Sigelman, 43, was indicted by a grand jury today in Newark, New Jersey, on charges that include violation of the Foreign Corrupt Practices Act, money laundering and conspiracy. PetroTiger’s former co-CEO, Knut Hammarskjold, and former general counsel, Gregory Weisman, have pleaded guilty in the case.
Sigelmen also engaged with Hammarskjold and Weisman in a kickback scheme “at the expense of their investing partners, and to pay bribes to a foreign official in order to secure approval for a lucrative oil services contract,” according to the indictment.
The indictment comes as the U.S. cracks down on foreign bribery by using the FCPA, which bars payment of money or giving anything of value to foreign officials to obtain or retain business. PetroTiger is a British Virgin Islands oil and gas company with subsidiaries and offices in Colombia and New Jersey.
Sigelman was arrested Jan. 3 in the Philippines and then appeared at bail hearings in Guam and Camden, New Jersey. He was released Jan. 8 on $4.4 million bail. As part of his bail conditions, Sigelman is living at his home in Miami.
He’s accused of funneling at least $333,500 in bribes through the wife of an official at Ecopetrol SA, Latin America’s second-largest oil company by market value. The official had the ability to influence the approval process for a $39.6 million contract with another company, Mansarovar Energy Colombia Ltd., according to the indictment.

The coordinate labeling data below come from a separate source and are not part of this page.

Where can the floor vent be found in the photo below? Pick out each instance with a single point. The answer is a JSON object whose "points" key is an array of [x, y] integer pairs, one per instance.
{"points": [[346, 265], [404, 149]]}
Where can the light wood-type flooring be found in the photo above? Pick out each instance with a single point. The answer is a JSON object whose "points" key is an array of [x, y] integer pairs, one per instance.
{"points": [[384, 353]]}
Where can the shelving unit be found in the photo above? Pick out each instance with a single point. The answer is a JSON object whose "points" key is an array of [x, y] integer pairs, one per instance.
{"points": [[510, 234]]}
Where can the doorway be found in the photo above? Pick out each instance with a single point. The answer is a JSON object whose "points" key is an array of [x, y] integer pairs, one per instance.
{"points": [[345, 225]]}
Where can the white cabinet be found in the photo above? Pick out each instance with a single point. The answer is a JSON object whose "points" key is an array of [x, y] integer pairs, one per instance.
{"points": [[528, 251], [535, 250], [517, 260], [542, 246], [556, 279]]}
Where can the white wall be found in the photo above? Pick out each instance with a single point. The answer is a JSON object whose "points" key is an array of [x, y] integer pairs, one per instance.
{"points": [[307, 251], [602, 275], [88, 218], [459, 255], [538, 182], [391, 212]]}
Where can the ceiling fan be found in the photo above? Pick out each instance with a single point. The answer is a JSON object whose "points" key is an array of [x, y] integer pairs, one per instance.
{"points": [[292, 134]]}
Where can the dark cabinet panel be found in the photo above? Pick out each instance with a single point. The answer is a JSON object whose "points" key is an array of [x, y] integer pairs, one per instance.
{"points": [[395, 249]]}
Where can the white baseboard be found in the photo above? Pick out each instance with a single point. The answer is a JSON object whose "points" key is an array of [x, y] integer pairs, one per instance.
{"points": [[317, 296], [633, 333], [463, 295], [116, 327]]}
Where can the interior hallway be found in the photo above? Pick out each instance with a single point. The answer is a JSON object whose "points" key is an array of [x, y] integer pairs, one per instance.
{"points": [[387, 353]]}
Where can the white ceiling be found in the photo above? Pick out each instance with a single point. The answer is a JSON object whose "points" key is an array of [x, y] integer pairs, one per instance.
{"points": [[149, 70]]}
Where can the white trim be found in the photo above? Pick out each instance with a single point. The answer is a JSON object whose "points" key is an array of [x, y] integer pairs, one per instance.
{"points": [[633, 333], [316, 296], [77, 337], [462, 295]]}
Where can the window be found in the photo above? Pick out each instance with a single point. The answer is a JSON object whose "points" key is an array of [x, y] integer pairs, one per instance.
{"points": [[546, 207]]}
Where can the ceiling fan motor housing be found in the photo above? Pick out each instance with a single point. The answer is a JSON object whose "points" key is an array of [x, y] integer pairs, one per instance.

In the related kickback scheme, prosecutors alleged that Sigelman agreed to increase the purchase price of another company in exchange for $435,000 from the owners. The money was wired into Sigelman’s bank account in the Philippines. Weisman referred to dividing the money as the “Manila Split,” and Sigelman got $239,015, prosecutors said.
Hammarskjold was charged Nov. 8 and arrested 12 days later when he arrived at Newark Liberty International Airport in New Jersey. He remains free on $700,000 bail. Hammarskjold was co-CEO from June 2009 to December 2010.
He pleaded guilty Feb. 19 in federal court in Camden to conspiracy to violate the FCPA and to commit wire fraud. Weisman pleaded guilty to the same charges on Nov. 8.
Sigelman’s attorney, Andrew Lourie, didn’t immediately respond to phone and e-mail messages seeking comment.
PetroTiger voluntarily brought the case to the Justice Department’s attention and is cooperating with the investigation, the U.S. said. Prosecutors also got help from the governments of Panama and the Philippines, according to a Justice Department statement.
The case is U.S. v. Sigelman, District of New Jersey.